Não há o menor problema. O crítico sendo honesto, ninguém reclama. Nelson Rodrigues era meu grande amigo. Amigo de me telefonar diariamente do Rio para São Paulo. Quando me mudei, ele ficou desesperado porque achava que eu dava muito apoio para ele no Rio. Ele era muito combatido, e eu sempre gostei do teatro dele. O que nunca me impediu de fazer críticas severas. Ele ficava furioso comigo, me xingava e depois fazíamos as pazes (risadas). Só o mau ator, o mau diretor, o mau dramaturgo é que fica furioso com o que o crítico escreve. Esse aí não tem solução.

E hoje, falta crítica teatral no Brasil?

O problema é menos do crítico do que do jornal. O espaço do jornal para a arte em geral encolheu muito. O crítico tem pouco espaço. Quando comecei no Estado de S. Paulo, fazia diariamente uma sessão informativa de cinco laudas, pelo menos. Não é brincadeira. O Décio de Almeida Prado era o crítico do jornal e fazia críticas de 12 laudas. Ele foi convidado pela direção do jornal para ser o diretor do Suplemento Literário e me convidou para fazer a coluna de teatro. Então, passei a ter um espaço enorme que aproveitei em livros depois. Eu podia me espraiar à vontade. Às vezes, mesmo tendo uma coluna enorme, eu fazia artigo à prestação, não sei como as pessoas tinham paciência (risos).

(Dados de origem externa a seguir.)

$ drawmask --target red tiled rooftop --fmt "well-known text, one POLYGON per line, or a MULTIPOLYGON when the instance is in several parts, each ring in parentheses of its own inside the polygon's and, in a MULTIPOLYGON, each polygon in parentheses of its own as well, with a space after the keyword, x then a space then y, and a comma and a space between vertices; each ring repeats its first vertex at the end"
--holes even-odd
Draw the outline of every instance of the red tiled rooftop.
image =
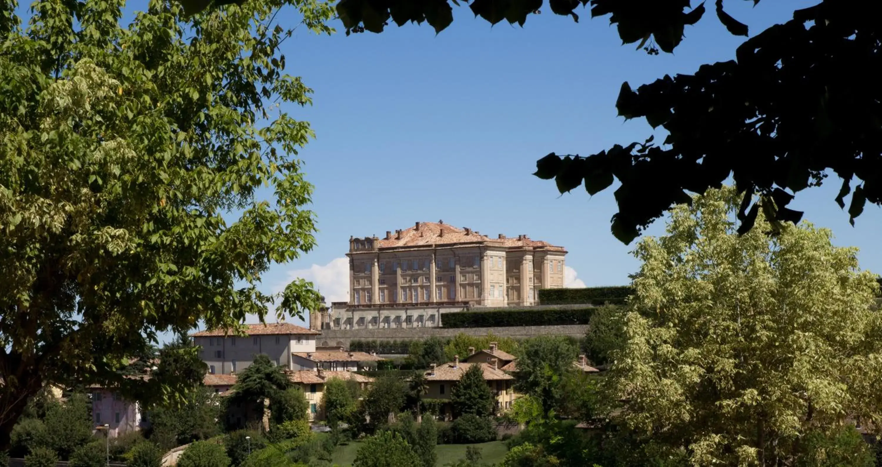
MULTIPOLYGON (((307 334, 307 335, 318 335, 322 334, 318 331, 312 329, 307 329, 302 326, 297 326, 291 323, 266 323, 266 324, 246 324, 245 325, 245 334, 248 335, 288 335, 288 334, 307 334)), ((193 333, 190 335, 192 337, 205 337, 205 336, 226 336, 228 335, 232 335, 232 329, 213 329, 210 331, 199 331, 198 333, 193 333)))

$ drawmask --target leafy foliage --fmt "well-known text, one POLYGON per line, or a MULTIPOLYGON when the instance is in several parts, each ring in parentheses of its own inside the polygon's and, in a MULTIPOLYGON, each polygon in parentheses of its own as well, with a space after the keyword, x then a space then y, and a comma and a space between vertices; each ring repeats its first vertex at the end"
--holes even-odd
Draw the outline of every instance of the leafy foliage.
POLYGON ((618 306, 601 306, 591 315, 585 334, 585 353, 594 365, 609 362, 610 352, 624 343, 624 315, 618 306))
POLYGON ((253 0, 187 17, 152 0, 123 26, 123 4, 39 0, 22 28, 16 2, 0 3, 0 448, 46 384, 146 402, 189 388, 124 378, 158 332, 319 301, 303 281, 257 284, 314 245, 295 158, 312 132, 273 107, 310 90, 282 73, 297 21, 275 14, 330 32, 333 11, 253 0))
POLYGON ((74 449, 71 455, 71 467, 101 467, 107 464, 104 443, 93 441, 74 449))
POLYGON ((136 444, 129 453, 126 467, 161 467, 162 450, 159 446, 150 441, 141 441, 136 444))
POLYGON ((524 342, 518 353, 514 388, 535 397, 546 414, 564 397, 564 380, 577 370, 579 350, 564 337, 534 337, 524 342))
POLYGON ((179 467, 227 467, 229 457, 223 447, 212 441, 196 441, 177 460, 179 467))
POLYGON ((586 287, 583 289, 540 289, 542 305, 621 305, 633 290, 628 286, 586 287))
POLYGON ((471 414, 481 418, 493 415, 496 398, 484 380, 481 365, 472 364, 462 374, 460 381, 450 391, 453 414, 460 417, 471 414))
POLYGON ((488 310, 444 313, 442 328, 506 328, 587 324, 594 307, 573 310, 488 310))
POLYGON ((25 456, 25 467, 56 467, 58 455, 49 448, 34 448, 25 456))
POLYGON ((625 401, 616 419, 691 463, 793 463, 815 427, 882 420, 876 276, 807 222, 770 237, 760 215, 740 235, 740 204, 734 188, 708 191, 637 245, 606 377, 603 400, 625 401))
POLYGON ((249 452, 254 452, 266 446, 266 440, 257 430, 236 430, 224 438, 224 448, 230 465, 235 467, 245 462, 249 452), (250 438, 250 440, 249 440, 250 438))
POLYGON ((218 396, 211 388, 200 386, 190 389, 181 403, 151 408, 147 433, 152 441, 170 449, 218 434, 220 416, 218 396))
POLYGON ((340 422, 348 422, 355 412, 355 398, 347 387, 346 381, 332 378, 325 381, 322 393, 322 411, 327 418, 328 426, 336 427, 340 422))
POLYGON ((497 439, 493 422, 487 417, 471 413, 453 420, 452 429, 453 439, 460 444, 488 442, 497 439))
POLYGON ((398 433, 379 432, 364 441, 354 467, 422 467, 420 457, 398 433))
POLYGON ((663 128, 664 146, 650 138, 587 157, 551 153, 537 162, 535 175, 554 178, 561 192, 584 183, 589 194, 618 179, 612 232, 624 243, 674 204, 690 202, 685 191, 704 193, 729 177, 744 193, 741 232, 760 211, 774 231, 781 222, 799 222, 803 213, 787 207, 794 195, 785 190, 819 185, 828 171, 842 179, 840 207, 852 193, 854 223, 868 201, 882 203, 876 177, 882 154, 875 144, 882 110, 870 103, 878 90, 852 86, 871 76, 882 56, 868 7, 826 0, 744 41, 736 60, 665 76, 636 91, 623 84, 619 115, 663 128), (856 178, 860 185, 852 192, 856 178), (760 199, 751 206, 754 193, 760 199))

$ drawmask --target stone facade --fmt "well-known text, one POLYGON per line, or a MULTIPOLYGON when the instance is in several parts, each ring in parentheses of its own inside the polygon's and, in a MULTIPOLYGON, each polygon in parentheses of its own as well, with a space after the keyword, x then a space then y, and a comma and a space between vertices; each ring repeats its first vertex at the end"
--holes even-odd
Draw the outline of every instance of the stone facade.
POLYGON ((588 326, 587 324, 510 328, 325 329, 318 338, 319 345, 322 347, 336 345, 348 349, 349 343, 354 340, 415 341, 431 336, 456 337, 459 334, 469 335, 487 335, 492 334, 497 337, 512 337, 513 339, 527 339, 538 335, 572 335, 576 338, 581 338, 585 336, 585 333, 587 330, 588 326))
POLYGON ((526 235, 416 222, 384 238, 349 239, 350 306, 531 305, 564 287, 566 251, 526 235))

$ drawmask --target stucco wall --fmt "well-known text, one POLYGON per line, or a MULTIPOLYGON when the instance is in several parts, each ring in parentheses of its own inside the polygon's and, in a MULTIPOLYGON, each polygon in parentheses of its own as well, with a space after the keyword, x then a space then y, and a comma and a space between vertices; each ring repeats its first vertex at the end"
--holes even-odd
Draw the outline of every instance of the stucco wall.
MULTIPOLYGON (((459 334, 468 335, 487 335, 492 334, 499 337, 527 339, 537 335, 572 335, 582 337, 587 331, 585 324, 568 326, 534 326, 510 328, 390 328, 380 329, 324 329, 318 336, 319 343, 327 342, 329 345, 342 345, 349 347, 353 340, 377 341, 413 341, 425 339, 430 336, 455 337, 459 334)), ((323 343, 324 344, 324 343, 323 343)))

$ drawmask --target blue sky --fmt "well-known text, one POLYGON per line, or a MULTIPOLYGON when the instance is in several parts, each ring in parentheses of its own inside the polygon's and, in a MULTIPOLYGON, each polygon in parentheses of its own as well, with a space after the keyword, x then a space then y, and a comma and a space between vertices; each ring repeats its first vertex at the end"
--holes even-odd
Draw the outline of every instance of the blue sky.
MULTIPOLYGON (((726 3, 751 34, 787 20, 815 2, 726 3)), ((613 190, 589 198, 560 196, 552 182, 530 175, 539 157, 589 154, 652 134, 645 120, 617 117, 623 81, 632 87, 666 73, 734 57, 744 37, 729 35, 713 8, 673 55, 647 56, 621 45, 608 19, 580 22, 545 8, 523 28, 490 26, 467 6, 436 35, 428 25, 388 27, 381 34, 331 37, 299 32, 285 44, 290 74, 315 90, 314 105, 290 109, 312 124, 317 139, 301 152, 316 185, 318 247, 273 267, 265 286, 288 277, 316 280, 325 295, 345 294, 340 259, 350 235, 410 227, 415 221, 467 226, 488 235, 528 234, 569 250, 567 264, 585 284, 626 283, 638 268, 609 233, 613 190)), ((873 245, 882 216, 868 207, 856 227, 833 202, 836 178, 804 191, 792 205, 829 227, 842 245, 861 248, 862 266, 882 272, 873 245)), ((658 234, 663 222, 650 230, 658 234)), ((344 298, 345 299, 345 298, 344 298)))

Você pode fazer uma crítica em dez, vinte, quarenta ou duzentas linhas. Agora, ela é diferente para cada espaço. No espaço pequeno, você só pode dar as coordenadas gerais. Em outro espaço você pode fazer uma análise demorada, algo que interesse mais à própria classe teatral, porque ela gosta que haja uma fundamentação para a opinião do crítico. Se ele só disser isso é bom, isso não é, qual o interesse? Só publicitário. Se ele falar que o espetáculo é bom, ajuda, se meter o pau, atrapalha.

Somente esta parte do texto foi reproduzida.